I was looking at the possibility of doing a SortedList with a limited capacity, but that didn't look like the right option.
I could easily write this, but I was wondering if there was another way.
I am not able to modify the existing collection's structure.
Since you don't want to call sort()
, it seems like you are trying to avoid an O(n log(n)) runtime cost. There is actually a way to do that in O(n) time -- you can use a selection algorithm.
There are methods to do this in the Guava libraries (Google's core Java libraries); look in Ordering
and check out:
public <E extends T> List<E> Ordering.leastOf(Iterable iterable, int k)
public <E extends T> List<E> Ordering.greatestOf(Iterable iterable, int k)
These are implementations of quickselect, and since they're written generically, you could just call them on your Set
and get a list of the k
smallest things. If you don't want to use the entire Guava libraries, the docs link to the source code, and I think it should be straightforward to port the methods to your project.

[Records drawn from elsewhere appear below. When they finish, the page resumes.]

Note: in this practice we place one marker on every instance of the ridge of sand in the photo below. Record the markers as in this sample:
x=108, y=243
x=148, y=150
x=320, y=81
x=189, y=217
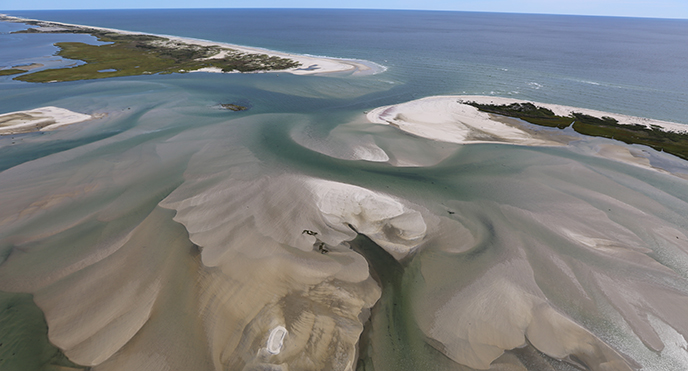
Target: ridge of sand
x=39, y=119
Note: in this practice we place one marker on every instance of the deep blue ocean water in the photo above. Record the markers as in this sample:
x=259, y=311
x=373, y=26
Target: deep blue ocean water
x=624, y=65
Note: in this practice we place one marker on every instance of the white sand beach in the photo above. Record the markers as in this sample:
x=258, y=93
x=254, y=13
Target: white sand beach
x=39, y=119
x=309, y=64
x=449, y=119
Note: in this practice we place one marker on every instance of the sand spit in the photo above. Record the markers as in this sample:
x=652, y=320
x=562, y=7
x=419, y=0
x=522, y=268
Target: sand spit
x=39, y=119
x=444, y=119
x=448, y=119
x=309, y=64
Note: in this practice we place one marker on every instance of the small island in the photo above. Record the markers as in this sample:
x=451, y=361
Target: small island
x=131, y=54
x=654, y=136
x=233, y=107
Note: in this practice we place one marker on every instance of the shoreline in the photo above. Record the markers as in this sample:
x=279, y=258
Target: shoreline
x=447, y=118
x=450, y=119
x=40, y=119
x=310, y=65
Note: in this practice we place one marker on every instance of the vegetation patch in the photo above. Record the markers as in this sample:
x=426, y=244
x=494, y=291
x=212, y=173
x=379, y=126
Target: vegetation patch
x=135, y=54
x=233, y=107
x=675, y=143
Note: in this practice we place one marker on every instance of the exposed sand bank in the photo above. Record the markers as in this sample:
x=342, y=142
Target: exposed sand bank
x=309, y=64
x=39, y=119
x=449, y=119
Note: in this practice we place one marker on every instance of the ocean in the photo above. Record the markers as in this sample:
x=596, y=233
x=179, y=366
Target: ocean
x=518, y=238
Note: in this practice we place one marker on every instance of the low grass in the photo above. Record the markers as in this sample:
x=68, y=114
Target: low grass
x=606, y=127
x=131, y=55
x=11, y=71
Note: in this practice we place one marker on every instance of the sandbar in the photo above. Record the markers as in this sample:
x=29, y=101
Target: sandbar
x=39, y=119
x=309, y=64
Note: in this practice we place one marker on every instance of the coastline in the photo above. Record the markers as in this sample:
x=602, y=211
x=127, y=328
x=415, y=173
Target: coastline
x=447, y=118
x=451, y=119
x=310, y=65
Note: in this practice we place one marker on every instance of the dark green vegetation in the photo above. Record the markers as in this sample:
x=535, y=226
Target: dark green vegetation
x=606, y=127
x=137, y=54
x=235, y=108
x=11, y=71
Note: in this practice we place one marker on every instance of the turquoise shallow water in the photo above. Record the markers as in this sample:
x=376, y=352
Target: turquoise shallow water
x=508, y=216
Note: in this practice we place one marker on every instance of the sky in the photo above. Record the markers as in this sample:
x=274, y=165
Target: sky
x=626, y=8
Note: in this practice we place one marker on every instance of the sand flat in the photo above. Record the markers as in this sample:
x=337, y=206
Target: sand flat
x=309, y=64
x=39, y=119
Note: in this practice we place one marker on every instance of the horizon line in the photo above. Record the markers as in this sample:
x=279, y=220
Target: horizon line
x=371, y=9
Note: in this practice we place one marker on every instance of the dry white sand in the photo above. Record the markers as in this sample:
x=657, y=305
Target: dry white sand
x=567, y=110
x=444, y=119
x=43, y=119
x=309, y=64
x=450, y=119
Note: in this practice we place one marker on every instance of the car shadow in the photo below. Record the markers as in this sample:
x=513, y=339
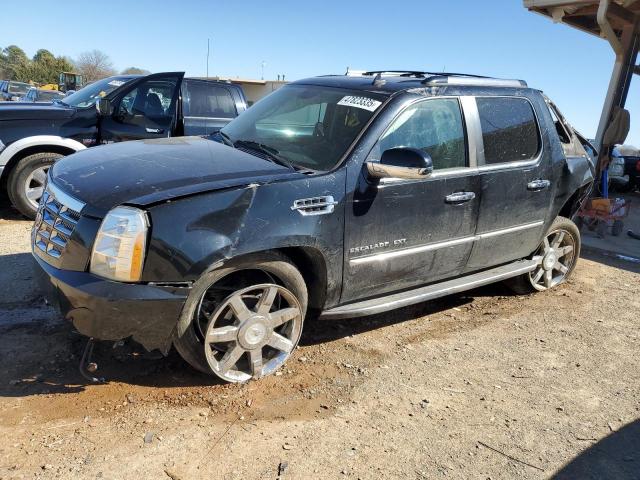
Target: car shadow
x=50, y=352
x=617, y=456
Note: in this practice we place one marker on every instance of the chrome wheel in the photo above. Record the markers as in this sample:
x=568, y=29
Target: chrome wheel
x=252, y=332
x=34, y=185
x=555, y=259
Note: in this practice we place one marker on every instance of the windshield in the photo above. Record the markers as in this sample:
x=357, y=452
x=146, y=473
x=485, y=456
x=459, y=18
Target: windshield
x=48, y=96
x=308, y=126
x=20, y=88
x=91, y=93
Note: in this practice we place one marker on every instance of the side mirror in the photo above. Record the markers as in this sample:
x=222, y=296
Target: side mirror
x=402, y=162
x=104, y=107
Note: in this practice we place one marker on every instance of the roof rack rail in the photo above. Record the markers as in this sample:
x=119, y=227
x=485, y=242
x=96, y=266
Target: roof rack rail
x=473, y=80
x=448, y=78
x=399, y=73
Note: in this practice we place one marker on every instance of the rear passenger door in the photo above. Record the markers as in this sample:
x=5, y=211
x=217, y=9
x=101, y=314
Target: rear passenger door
x=515, y=176
x=206, y=107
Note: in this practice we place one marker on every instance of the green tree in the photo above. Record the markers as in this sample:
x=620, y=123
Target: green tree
x=46, y=68
x=15, y=63
x=94, y=65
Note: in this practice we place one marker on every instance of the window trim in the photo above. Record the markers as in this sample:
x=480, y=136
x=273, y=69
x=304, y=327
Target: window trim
x=482, y=166
x=444, y=172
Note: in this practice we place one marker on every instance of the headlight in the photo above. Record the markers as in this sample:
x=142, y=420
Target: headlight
x=118, y=251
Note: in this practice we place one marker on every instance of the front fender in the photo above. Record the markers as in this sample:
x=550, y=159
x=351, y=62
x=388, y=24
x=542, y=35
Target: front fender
x=192, y=235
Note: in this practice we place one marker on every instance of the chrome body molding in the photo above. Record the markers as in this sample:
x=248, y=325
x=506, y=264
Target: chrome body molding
x=504, y=231
x=383, y=257
x=429, y=292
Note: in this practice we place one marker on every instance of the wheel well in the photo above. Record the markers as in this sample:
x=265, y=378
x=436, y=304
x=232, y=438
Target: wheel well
x=30, y=151
x=311, y=265
x=313, y=268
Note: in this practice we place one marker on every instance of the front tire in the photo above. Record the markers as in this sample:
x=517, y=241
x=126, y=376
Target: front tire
x=556, y=259
x=26, y=181
x=243, y=321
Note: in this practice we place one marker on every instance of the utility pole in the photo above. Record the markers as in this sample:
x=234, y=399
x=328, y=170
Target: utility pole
x=207, y=58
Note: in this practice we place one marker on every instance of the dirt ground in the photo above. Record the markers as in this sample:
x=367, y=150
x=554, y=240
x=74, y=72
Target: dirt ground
x=478, y=385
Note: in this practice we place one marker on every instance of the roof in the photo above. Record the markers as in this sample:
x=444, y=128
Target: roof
x=582, y=14
x=390, y=82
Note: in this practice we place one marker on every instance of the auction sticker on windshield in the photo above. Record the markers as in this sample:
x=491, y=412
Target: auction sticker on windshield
x=360, y=102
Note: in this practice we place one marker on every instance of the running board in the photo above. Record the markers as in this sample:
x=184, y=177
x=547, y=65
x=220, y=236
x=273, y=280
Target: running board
x=422, y=294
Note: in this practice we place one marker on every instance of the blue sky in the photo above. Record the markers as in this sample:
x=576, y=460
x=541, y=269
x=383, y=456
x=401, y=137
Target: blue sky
x=301, y=39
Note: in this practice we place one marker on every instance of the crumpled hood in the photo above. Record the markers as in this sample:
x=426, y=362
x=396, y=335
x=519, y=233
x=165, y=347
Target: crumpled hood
x=34, y=111
x=149, y=171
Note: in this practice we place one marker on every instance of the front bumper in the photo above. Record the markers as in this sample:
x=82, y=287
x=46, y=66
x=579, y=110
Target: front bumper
x=107, y=310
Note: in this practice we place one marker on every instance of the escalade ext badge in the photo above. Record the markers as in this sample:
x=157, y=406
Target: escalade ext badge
x=229, y=272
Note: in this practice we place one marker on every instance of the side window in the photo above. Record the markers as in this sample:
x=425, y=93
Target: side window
x=151, y=99
x=509, y=129
x=202, y=99
x=434, y=126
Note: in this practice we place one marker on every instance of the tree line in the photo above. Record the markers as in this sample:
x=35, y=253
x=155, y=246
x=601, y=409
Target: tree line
x=44, y=67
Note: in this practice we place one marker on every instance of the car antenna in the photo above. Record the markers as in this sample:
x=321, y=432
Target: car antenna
x=378, y=81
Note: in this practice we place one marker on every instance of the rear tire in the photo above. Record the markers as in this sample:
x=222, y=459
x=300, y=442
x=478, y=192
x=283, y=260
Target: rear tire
x=617, y=228
x=189, y=335
x=26, y=181
x=557, y=256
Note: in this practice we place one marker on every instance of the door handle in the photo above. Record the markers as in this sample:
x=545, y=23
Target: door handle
x=459, y=197
x=537, y=185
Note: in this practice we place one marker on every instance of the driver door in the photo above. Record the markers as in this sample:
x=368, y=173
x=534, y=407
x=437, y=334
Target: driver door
x=402, y=233
x=147, y=109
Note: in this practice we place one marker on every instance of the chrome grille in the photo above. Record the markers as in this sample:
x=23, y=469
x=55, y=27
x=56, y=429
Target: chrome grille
x=57, y=217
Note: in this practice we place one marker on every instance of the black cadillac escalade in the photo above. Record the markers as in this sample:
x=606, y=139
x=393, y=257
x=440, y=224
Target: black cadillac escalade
x=334, y=196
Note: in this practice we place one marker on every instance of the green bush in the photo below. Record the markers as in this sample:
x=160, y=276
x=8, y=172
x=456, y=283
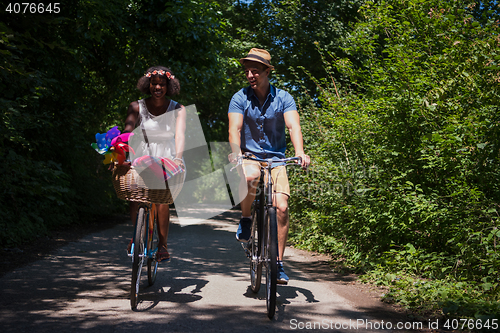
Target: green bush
x=406, y=153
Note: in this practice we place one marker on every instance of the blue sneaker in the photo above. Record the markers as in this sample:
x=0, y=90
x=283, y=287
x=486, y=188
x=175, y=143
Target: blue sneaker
x=282, y=277
x=244, y=230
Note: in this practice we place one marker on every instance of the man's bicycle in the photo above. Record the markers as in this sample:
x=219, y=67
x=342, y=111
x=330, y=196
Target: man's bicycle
x=262, y=248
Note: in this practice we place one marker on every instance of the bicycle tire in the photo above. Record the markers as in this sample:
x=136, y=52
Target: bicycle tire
x=255, y=242
x=138, y=256
x=271, y=261
x=153, y=241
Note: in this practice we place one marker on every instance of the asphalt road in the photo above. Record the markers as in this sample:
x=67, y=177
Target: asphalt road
x=84, y=287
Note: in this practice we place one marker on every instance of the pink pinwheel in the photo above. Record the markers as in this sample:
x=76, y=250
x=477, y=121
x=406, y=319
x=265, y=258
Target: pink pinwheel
x=112, y=145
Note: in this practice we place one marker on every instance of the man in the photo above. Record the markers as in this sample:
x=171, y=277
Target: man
x=258, y=115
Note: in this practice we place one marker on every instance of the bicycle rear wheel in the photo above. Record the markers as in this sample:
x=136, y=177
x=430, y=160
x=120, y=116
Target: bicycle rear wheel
x=138, y=255
x=255, y=242
x=153, y=249
x=271, y=255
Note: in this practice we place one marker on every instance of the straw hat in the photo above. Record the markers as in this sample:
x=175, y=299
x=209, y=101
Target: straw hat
x=259, y=55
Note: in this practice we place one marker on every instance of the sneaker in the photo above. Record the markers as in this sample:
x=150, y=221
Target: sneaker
x=244, y=230
x=282, y=277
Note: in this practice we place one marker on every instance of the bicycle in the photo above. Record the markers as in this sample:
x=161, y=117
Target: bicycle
x=144, y=247
x=130, y=185
x=262, y=248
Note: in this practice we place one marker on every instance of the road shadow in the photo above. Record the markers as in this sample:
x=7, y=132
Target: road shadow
x=85, y=287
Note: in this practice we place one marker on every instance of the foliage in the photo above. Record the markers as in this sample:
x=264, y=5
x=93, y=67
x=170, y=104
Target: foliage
x=289, y=30
x=409, y=145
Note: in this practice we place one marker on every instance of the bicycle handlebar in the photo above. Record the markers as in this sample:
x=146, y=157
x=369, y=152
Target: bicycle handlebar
x=249, y=156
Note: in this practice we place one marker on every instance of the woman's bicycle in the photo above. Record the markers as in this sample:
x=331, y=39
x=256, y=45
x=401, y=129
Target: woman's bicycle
x=130, y=185
x=144, y=248
x=262, y=248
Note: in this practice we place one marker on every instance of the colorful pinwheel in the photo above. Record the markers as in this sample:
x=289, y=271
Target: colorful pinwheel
x=112, y=145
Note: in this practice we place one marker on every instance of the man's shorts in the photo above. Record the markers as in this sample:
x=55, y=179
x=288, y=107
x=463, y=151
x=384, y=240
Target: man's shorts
x=279, y=176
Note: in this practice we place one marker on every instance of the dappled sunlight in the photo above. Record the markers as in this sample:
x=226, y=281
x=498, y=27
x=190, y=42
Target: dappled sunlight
x=85, y=286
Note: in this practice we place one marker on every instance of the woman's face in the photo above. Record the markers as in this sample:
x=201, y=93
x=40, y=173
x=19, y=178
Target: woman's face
x=158, y=86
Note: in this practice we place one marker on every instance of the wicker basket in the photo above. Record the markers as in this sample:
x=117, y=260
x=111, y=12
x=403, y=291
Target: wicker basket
x=130, y=186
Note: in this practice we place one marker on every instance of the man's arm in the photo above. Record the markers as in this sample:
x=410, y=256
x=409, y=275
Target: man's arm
x=292, y=122
x=235, y=126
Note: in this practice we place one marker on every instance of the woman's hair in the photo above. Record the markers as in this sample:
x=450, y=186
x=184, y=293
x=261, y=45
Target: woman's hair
x=173, y=84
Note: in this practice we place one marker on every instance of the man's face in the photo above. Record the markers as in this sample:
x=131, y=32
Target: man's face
x=256, y=73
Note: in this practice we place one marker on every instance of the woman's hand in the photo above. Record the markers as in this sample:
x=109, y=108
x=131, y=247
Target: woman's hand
x=179, y=162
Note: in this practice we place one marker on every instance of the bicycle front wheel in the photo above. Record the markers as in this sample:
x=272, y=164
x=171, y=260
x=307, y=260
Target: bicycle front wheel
x=138, y=256
x=271, y=255
x=152, y=249
x=255, y=242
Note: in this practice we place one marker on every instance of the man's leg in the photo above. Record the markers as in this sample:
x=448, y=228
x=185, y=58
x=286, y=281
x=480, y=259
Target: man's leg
x=250, y=180
x=280, y=198
x=283, y=222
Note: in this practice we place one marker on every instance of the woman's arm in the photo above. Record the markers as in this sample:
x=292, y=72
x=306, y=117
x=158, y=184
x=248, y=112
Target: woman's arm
x=132, y=117
x=180, y=130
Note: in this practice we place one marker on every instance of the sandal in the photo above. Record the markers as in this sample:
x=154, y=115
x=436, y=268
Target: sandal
x=162, y=254
x=129, y=247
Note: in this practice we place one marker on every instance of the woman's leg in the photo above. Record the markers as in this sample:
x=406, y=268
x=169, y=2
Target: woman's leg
x=163, y=226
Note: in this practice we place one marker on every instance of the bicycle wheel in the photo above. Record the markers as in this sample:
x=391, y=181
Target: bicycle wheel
x=255, y=242
x=152, y=250
x=271, y=255
x=138, y=258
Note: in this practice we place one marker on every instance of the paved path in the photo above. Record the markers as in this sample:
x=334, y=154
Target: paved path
x=84, y=287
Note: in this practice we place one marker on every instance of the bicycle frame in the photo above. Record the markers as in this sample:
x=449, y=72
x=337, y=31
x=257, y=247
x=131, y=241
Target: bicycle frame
x=150, y=210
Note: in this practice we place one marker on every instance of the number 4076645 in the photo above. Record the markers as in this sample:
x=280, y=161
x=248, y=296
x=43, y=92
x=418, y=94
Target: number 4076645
x=33, y=8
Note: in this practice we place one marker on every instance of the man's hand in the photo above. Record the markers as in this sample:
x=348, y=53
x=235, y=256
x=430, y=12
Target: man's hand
x=306, y=160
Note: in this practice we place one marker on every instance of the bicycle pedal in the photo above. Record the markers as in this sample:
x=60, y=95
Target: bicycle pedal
x=246, y=249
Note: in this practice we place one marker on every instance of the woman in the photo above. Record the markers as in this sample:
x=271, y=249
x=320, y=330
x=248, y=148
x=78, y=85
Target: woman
x=160, y=83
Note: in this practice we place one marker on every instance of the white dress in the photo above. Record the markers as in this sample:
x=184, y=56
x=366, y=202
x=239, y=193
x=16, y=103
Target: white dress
x=160, y=131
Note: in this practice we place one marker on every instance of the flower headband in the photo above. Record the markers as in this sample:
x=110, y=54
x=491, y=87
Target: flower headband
x=160, y=72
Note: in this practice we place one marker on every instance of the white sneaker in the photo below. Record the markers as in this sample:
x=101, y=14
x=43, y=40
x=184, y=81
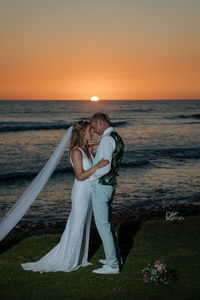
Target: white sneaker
x=102, y=261
x=107, y=270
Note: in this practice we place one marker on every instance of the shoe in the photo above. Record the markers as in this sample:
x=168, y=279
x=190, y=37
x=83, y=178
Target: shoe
x=102, y=261
x=106, y=270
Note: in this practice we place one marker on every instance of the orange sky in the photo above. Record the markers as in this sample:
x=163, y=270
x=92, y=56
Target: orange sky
x=110, y=48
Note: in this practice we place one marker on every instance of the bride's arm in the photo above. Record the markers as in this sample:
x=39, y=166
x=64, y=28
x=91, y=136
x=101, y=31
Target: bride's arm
x=77, y=160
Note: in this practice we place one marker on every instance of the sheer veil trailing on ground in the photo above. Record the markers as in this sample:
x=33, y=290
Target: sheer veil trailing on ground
x=15, y=214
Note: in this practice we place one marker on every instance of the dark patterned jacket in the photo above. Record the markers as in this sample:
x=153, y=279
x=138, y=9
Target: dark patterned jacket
x=110, y=178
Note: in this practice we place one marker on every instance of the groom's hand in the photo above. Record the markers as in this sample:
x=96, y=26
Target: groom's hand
x=103, y=163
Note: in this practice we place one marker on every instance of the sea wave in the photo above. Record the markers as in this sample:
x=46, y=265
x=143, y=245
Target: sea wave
x=26, y=126
x=193, y=116
x=183, y=153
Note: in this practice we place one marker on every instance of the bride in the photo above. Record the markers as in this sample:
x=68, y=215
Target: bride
x=71, y=252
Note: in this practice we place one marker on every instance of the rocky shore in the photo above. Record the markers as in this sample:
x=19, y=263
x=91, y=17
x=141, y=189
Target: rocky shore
x=120, y=215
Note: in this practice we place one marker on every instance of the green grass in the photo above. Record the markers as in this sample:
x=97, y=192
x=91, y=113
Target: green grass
x=175, y=243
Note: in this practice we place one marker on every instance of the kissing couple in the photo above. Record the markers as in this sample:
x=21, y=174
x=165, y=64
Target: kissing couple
x=93, y=189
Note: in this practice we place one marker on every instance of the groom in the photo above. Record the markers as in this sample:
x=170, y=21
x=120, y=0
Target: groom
x=103, y=180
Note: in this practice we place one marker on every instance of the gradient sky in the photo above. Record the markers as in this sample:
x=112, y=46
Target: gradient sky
x=114, y=49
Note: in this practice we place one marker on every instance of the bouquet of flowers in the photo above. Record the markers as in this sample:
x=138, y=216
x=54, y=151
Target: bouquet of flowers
x=156, y=272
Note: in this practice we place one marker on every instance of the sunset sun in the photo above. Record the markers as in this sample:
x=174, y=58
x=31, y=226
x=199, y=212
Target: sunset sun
x=94, y=98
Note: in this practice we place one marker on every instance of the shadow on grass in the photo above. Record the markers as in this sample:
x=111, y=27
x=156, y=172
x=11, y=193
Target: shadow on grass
x=127, y=231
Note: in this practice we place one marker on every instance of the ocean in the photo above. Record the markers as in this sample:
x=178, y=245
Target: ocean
x=160, y=166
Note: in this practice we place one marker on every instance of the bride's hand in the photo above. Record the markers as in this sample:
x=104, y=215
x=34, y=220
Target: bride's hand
x=102, y=163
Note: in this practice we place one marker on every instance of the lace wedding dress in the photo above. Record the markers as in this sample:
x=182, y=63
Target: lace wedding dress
x=71, y=252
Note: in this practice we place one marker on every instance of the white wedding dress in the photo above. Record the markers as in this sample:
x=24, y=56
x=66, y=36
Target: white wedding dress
x=71, y=252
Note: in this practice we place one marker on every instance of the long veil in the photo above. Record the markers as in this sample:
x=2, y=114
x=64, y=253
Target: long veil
x=19, y=209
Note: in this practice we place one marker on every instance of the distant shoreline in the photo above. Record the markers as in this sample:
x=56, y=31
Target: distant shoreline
x=26, y=228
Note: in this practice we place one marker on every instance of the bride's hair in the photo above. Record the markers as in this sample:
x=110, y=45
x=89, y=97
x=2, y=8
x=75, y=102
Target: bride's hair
x=77, y=135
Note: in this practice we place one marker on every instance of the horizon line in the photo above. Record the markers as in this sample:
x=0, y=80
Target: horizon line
x=170, y=99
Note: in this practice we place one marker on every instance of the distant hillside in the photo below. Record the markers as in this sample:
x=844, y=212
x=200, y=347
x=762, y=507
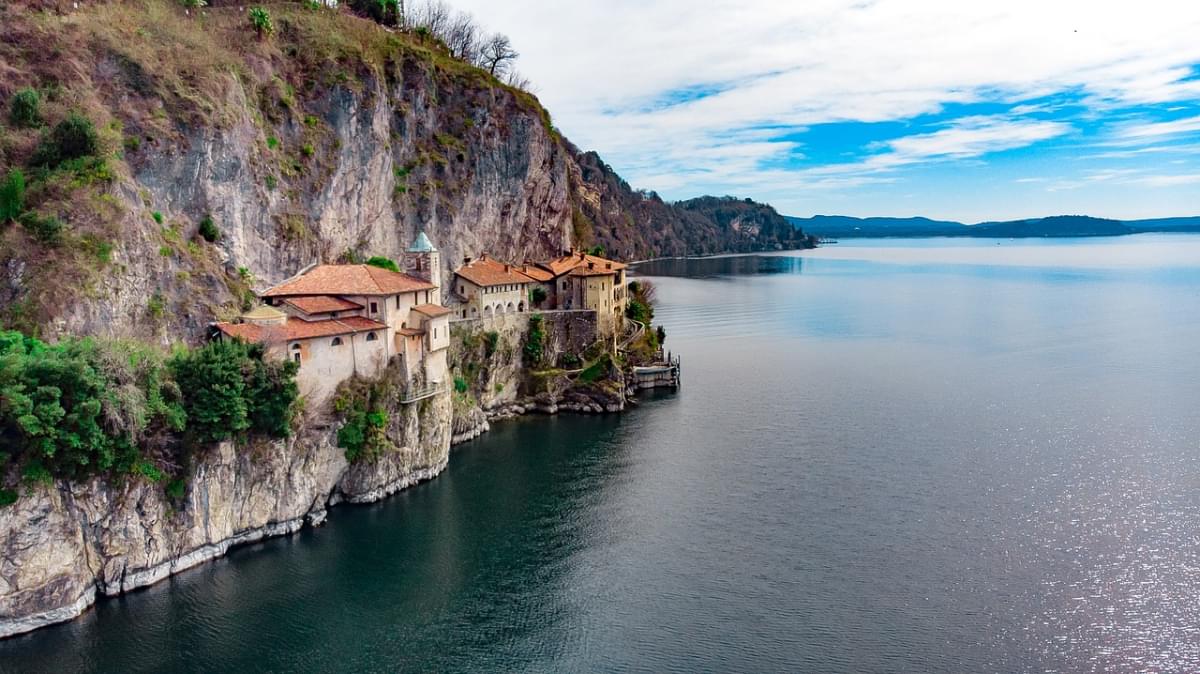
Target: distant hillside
x=639, y=224
x=845, y=227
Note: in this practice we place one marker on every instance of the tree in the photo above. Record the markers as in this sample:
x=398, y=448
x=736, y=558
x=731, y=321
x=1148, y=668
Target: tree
x=537, y=295
x=497, y=54
x=25, y=108
x=261, y=19
x=383, y=263
x=214, y=381
x=462, y=37
x=12, y=196
x=71, y=139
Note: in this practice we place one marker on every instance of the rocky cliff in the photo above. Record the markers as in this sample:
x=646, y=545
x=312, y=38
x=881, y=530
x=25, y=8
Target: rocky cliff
x=225, y=161
x=330, y=139
x=64, y=545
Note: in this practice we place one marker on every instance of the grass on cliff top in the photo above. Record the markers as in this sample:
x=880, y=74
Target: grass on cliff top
x=185, y=66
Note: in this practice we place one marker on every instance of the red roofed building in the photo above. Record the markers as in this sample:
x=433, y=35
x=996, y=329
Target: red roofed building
x=582, y=281
x=489, y=287
x=345, y=320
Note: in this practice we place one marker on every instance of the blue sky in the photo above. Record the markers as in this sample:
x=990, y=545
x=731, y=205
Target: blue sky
x=957, y=109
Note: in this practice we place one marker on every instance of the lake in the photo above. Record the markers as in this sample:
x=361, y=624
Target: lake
x=903, y=455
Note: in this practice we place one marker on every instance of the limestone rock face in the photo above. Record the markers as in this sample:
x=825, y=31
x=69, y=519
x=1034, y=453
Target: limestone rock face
x=63, y=545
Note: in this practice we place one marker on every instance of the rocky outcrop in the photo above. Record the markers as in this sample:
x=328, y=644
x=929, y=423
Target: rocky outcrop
x=65, y=545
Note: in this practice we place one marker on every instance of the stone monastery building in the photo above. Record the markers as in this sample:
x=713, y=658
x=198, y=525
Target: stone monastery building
x=340, y=320
x=343, y=320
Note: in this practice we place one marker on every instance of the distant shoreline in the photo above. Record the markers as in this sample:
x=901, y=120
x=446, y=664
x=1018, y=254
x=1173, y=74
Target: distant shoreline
x=1055, y=227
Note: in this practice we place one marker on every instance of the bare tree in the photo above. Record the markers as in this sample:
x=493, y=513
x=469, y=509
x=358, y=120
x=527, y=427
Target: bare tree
x=462, y=36
x=433, y=16
x=497, y=54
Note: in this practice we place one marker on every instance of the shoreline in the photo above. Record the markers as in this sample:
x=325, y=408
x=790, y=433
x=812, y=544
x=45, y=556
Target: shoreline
x=315, y=516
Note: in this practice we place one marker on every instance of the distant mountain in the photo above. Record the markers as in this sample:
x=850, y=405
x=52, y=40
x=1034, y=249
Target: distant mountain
x=845, y=227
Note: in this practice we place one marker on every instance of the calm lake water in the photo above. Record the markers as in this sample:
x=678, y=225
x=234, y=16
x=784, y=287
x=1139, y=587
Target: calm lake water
x=921, y=455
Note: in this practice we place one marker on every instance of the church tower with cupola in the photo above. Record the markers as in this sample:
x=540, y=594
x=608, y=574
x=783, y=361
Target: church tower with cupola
x=424, y=262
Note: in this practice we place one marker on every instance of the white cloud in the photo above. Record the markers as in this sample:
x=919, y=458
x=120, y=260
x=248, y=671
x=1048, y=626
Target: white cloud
x=607, y=68
x=1159, y=130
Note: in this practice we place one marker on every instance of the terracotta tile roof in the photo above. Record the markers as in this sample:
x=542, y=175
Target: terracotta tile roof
x=348, y=280
x=558, y=266
x=537, y=272
x=322, y=304
x=432, y=311
x=485, y=271
x=585, y=271
x=299, y=329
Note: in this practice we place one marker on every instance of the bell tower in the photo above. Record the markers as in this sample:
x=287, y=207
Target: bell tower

If you don't want to deviate too far from the standard libraries, you can always use a sorted set like TreeSet
, though this gets you logarithmic insert/remove time instead of the nice O(1) performance of the hash-based Set
, and it ends up being O(n log(n)) in the end. Others have mentioned using heaps. This will also get you O(n log(n)) running time, unless you use some of the fancier heap variants. There's a fibonacci heap implementation in GraphMaker if you're looking for one of those.
Which of these makes sense really depends on your project, but I think that covers most of the options.
I would probably create a sorted set. Insert the first N items from your unsorted collection into your sorted set. Then for the remainder of your unsorted collection:
- insert each item in the sorted set
- delete the largest item from the sorted set
- Repeat until you've processed all items in the unsorted collection
Yes, you can put all of them into a max heap data structure with a fixed size of N, conditionally, if the item is smaller than the largest in the max heap (by checking with the get()
"peek" method). Once you have done so they will, by definition, be the N smallest. Optimal implementations will perform with O(M)+lg(N)
or O(M)
(where M is the size of the set) performance, which is theoretically fastest. Here's some pseudocode:
MaxHeap maxHeap = new MaxHeap(N);
for (Item x : mySetOfItems) {
if (x < maxHeap.get()) {
maxHeap.add(x);
}
}
The Apache Commons Collections class PriorityBuffer seems to be their flagship binary heap data structure, try using that one.
http://en.wikipedia.org/wiki/Heap_%28data_structure%29
don't you just want to make a heap?